2024-09-09 米国国立標準技術研究所(NIST)
<関連情報>
- https://www.nist.gov/news-events/news/2024/09/now-live-living-cells-can-be-seen-infrared-light
- https://pubs.acs.org/doi/10.1021/acs.analchem.4c02108
生細胞のベンチトップIRイメージング: 単一細胞内の生体分子の全質量をモニターする Benchtop IR Imaging of Live Cells: Monitoring the Total Mass of Biomolecules in Single Cells
Yow-Ren Chang,Seong-Min Kim,and Young Jong Lee
Analytical Chemistry Published: September 4, 2024
DOI:https://doi.org/10.1021/acs.analchem.4c02108
Abstract
Absolute quantity imaging of biomolecules on a single cell level is critical for measurement assurance in biosciences and bioindustries.

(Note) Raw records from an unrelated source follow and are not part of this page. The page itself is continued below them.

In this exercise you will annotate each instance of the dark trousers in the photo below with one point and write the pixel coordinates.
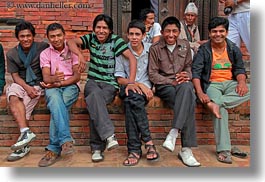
(136, 121)
(97, 96)
(181, 98)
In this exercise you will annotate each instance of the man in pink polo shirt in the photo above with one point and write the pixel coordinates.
(60, 80)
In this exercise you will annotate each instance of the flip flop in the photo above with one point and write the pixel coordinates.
(236, 152)
(224, 157)
(151, 149)
(132, 155)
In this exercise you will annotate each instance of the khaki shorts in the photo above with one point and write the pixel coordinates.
(17, 90)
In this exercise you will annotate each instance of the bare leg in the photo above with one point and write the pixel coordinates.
(18, 110)
(214, 108)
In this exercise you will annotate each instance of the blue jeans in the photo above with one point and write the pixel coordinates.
(59, 101)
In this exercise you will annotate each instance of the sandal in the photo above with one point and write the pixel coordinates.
(224, 157)
(127, 161)
(151, 150)
(238, 153)
(67, 148)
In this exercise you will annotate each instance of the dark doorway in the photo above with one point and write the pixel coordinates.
(137, 6)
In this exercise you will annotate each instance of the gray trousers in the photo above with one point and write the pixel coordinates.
(136, 121)
(224, 94)
(181, 98)
(97, 96)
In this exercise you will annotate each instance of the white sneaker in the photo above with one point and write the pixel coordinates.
(18, 154)
(24, 139)
(186, 156)
(112, 142)
(169, 143)
(97, 156)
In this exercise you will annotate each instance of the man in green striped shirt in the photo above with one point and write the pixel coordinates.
(102, 86)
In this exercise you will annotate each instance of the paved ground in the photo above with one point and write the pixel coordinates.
(82, 158)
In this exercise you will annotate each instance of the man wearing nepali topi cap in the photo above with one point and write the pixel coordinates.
(189, 29)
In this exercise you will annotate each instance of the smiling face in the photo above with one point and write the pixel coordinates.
(135, 36)
(57, 38)
(102, 31)
(170, 34)
(25, 38)
(190, 18)
(150, 20)
(218, 34)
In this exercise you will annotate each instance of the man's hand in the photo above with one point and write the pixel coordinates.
(81, 64)
(59, 75)
(50, 85)
(241, 88)
(32, 92)
(146, 91)
(204, 98)
(134, 88)
(182, 77)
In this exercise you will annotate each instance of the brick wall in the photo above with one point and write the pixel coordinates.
(76, 21)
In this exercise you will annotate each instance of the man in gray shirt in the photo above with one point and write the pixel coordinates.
(137, 127)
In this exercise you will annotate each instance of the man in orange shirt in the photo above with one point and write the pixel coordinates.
(219, 78)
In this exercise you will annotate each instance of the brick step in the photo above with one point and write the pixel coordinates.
(159, 115)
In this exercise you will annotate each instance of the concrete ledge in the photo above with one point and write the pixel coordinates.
(159, 115)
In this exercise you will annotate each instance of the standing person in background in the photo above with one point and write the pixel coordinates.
(170, 70)
(189, 30)
(137, 126)
(60, 80)
(152, 28)
(219, 78)
(23, 62)
(239, 21)
(2, 70)
(101, 86)
(155, 7)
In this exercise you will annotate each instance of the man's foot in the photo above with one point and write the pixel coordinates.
(67, 148)
(152, 154)
(49, 159)
(97, 156)
(132, 159)
(214, 108)
(112, 142)
(186, 156)
(18, 154)
(169, 143)
(24, 139)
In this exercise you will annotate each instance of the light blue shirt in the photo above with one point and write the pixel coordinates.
(122, 67)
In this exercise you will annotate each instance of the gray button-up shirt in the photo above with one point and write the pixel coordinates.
(122, 67)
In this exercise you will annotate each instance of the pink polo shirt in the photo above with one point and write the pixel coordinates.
(63, 60)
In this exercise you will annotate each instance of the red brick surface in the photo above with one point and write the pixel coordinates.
(159, 116)
(78, 22)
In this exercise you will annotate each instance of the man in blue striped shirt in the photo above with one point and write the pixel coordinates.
(102, 86)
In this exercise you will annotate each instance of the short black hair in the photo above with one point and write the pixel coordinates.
(24, 25)
(106, 19)
(217, 21)
(136, 24)
(169, 21)
(54, 26)
(144, 12)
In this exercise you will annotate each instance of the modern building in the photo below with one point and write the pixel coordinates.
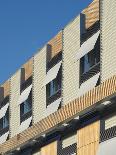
(63, 100)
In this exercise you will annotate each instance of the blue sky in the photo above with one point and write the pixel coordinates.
(26, 25)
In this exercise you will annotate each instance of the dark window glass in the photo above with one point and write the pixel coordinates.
(54, 86)
(26, 106)
(90, 59)
(4, 122)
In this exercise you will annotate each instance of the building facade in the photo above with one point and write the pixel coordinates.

While infrared (IR) transmission microscopy is a powerful label-free imaging modality capable of chemical quantification, its applicability to hydrated biological samples remains challenging due to the strong IR absorption by water. Traditional IR imaging of hydrated cells relies on powerful light sources, such as synchrotrons, to mitigate the light absorption by water. However, we overcome this challenge by applying a solvent absorption compensation (SAC) technique to a home-built benchtop IR microscope based on an external-cavity quantum cascade laser. SAC-IR microscopy adjusts the incident light using a pair of polarizers to precompensate the IR absorption by water while retaining the full dynamic range. Integrating the IR absorbance over a cell yields the total mass of biomolecules per cell. We monitor the total mass of the biomolecules of live fibroblast cells over 12 h, demonstrating promise for advancing our understanding of the biomolecular processes occurring in live cells on the single-cell level.